The royal commission’s 57 recommendations will do nothing to halt this assault. They largely consist of tinkering with departmental and public service legal guidelines. The report did not even recommend a compensation scheme for affected victims, saying it would be difficult because hundreds of thousands of people were affected in varying severity.

Much of the money illegally extracted from Robodebt victims has reportedly been repaid—$746 million was reimbursed to some 381,000 affected individuals and debts were written off amounting to $1.751 billion. In November 2020, on the day it was set for trial, the government settled a class action by victims. But it included just $111 million in compensation, of which $10.3 million went to a law firm for costs. Data released by Services Australia showed about 45 percent of all victims would get less than $100.
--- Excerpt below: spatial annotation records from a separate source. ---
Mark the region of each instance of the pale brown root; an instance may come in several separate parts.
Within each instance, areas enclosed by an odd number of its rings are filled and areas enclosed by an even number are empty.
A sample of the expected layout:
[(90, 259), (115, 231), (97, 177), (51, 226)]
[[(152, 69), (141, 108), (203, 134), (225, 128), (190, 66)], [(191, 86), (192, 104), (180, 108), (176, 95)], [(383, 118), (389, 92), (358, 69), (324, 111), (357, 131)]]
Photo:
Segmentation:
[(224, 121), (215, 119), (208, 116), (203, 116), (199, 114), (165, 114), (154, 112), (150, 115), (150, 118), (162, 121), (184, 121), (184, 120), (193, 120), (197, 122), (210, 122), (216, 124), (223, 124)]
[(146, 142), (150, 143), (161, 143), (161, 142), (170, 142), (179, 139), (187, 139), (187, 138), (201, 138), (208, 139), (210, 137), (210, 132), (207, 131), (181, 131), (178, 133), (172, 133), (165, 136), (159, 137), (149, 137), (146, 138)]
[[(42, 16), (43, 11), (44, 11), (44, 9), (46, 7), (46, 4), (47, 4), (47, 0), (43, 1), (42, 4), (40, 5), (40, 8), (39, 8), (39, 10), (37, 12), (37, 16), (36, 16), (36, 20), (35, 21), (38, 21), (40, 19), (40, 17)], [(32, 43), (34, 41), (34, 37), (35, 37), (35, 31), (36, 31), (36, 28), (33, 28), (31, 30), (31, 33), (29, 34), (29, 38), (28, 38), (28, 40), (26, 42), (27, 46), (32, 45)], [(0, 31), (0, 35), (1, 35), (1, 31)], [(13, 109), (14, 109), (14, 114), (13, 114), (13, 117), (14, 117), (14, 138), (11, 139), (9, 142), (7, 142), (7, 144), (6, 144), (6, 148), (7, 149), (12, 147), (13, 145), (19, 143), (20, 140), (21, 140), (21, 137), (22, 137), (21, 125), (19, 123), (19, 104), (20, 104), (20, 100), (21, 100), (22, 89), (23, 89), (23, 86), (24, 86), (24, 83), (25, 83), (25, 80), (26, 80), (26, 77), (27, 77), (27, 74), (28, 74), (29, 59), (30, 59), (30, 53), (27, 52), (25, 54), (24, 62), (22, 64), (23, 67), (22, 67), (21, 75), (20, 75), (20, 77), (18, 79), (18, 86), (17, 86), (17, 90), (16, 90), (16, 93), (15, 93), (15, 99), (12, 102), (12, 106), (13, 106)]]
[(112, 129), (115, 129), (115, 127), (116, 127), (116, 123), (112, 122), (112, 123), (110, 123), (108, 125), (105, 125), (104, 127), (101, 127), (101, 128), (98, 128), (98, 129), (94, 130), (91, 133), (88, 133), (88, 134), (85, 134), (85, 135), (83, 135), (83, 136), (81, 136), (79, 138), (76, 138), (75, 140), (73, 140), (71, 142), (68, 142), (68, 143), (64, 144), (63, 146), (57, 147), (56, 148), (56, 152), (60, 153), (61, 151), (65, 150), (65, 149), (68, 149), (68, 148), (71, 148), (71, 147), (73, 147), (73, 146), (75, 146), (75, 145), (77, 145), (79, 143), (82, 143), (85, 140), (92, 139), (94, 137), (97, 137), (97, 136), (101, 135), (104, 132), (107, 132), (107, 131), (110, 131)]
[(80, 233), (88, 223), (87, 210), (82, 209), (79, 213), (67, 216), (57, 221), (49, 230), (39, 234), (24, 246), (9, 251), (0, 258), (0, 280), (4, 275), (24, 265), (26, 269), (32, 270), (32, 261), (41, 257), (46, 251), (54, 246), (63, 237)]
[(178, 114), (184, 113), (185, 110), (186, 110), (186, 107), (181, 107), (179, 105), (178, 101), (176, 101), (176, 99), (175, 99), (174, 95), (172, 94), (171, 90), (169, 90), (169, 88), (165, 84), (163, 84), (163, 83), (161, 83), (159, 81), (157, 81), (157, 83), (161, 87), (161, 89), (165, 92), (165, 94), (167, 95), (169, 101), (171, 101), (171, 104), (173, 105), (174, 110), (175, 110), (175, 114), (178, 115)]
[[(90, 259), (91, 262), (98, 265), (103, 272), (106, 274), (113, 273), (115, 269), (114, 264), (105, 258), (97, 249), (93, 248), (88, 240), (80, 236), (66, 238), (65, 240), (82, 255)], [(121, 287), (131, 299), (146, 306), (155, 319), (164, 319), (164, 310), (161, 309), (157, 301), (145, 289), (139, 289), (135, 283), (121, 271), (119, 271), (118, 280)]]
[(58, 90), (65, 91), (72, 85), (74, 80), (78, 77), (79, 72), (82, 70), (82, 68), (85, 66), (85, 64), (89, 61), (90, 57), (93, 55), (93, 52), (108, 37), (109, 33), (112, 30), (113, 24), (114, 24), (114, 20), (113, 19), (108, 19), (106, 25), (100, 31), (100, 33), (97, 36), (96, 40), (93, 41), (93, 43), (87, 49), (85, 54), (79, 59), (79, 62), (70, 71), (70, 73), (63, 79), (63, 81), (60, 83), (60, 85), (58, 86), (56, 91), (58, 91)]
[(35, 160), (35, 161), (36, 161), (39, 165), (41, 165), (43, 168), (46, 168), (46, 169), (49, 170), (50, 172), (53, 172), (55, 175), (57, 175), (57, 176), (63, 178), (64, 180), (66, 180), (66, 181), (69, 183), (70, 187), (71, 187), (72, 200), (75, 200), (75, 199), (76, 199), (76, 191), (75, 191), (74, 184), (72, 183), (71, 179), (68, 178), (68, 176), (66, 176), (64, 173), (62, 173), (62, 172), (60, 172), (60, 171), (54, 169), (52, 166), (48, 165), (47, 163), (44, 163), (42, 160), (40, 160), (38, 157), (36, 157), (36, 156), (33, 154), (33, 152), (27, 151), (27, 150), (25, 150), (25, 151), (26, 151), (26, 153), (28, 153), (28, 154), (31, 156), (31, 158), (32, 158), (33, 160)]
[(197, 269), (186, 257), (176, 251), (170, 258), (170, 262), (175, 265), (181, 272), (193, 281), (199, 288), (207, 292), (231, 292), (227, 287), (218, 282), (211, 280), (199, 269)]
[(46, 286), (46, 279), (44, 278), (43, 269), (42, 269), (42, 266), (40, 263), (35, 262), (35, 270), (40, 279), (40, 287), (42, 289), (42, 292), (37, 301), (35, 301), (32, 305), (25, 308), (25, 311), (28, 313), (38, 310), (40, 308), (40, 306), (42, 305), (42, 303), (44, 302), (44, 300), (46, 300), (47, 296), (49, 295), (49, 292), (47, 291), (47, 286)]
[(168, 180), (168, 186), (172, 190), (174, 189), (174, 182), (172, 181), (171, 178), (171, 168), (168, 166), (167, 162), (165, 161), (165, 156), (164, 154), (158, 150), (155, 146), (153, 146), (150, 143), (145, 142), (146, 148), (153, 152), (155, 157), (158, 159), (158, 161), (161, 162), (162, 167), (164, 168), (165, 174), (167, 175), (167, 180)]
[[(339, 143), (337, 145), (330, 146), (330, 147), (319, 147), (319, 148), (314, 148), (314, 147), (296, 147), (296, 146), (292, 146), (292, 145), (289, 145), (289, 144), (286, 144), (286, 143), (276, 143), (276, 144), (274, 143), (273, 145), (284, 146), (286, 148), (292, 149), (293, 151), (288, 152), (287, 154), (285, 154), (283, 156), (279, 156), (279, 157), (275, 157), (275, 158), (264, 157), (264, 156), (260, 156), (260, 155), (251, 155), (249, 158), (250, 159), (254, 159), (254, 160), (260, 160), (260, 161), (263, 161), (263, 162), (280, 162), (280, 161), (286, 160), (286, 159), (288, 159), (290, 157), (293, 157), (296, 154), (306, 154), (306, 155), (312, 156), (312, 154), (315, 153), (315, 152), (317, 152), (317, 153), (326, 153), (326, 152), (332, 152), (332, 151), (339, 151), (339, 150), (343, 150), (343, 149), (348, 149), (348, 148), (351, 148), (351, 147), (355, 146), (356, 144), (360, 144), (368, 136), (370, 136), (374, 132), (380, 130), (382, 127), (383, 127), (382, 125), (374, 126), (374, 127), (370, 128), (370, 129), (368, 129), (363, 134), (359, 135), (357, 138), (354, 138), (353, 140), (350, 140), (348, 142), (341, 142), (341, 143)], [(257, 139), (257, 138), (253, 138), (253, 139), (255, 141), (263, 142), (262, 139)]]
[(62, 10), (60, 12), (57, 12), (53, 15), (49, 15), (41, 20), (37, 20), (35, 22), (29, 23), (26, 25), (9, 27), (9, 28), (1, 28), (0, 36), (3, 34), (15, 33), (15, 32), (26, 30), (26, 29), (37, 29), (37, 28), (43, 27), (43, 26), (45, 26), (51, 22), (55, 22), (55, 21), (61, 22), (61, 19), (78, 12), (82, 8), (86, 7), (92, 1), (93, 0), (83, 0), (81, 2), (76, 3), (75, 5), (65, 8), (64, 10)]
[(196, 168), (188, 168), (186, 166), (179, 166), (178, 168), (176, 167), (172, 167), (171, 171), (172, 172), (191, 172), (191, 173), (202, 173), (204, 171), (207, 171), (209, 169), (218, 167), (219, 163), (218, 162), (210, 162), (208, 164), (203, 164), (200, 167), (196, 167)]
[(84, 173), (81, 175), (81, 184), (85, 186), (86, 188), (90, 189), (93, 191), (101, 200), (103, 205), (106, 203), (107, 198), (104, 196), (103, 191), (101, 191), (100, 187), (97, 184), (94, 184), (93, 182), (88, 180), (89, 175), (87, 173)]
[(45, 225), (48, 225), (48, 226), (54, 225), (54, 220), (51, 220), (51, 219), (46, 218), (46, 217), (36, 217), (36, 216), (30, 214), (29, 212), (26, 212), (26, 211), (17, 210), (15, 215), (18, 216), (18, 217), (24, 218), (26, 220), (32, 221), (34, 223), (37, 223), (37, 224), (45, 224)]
None of this anywhere near compensates for the pain and suffering caused, including the trauma and emotional strain and anxiety, and stress-induced medical conditions. One victim, a former student allowance recipient from Tasmania, yesterday told the Australian Broadcasting Corporation she had been tormented by getting up to 10 calls a day from debt collectors. But she received only $13 from the class action.

While Albanese said his government would consider the 57 recommendations, he quickly rejected one. That was to amend the Freedom of Information Act to remove the automatic secrecy protecting cabinet documents. Albanese insisted that cabinet discussions must remain shrouded from public scrutiny.

The royal commission report concluded: “The ill-effects of the Scheme were varied, extensive, devastating and continuing.” It warned: “The Scheme’s systemic failures, the effects on individuals and the consequences for the broader community have undoubtedly corroded public trust in government and its institutions. The effects of this are lasting; perhaps irreversible.”

This distrust and hostility, which exists throughout the working class, is absolutely justified. It needs to be transformed into a conscious struggle, against the entire political and corporate establishment, including the Labor government, for a socialist program to totally reorganise society to meet the pressing social needs of the working class, the vast majority, not the private profits of the super-rich.

Decent welfare entitlements, on which the recipients, including the jobless, disabled and elderly can live, are a basic social right. But to achieve that means overturning the capitalist profit system, and placing the banks and huge corporations under public ownership and democratic workers’ control.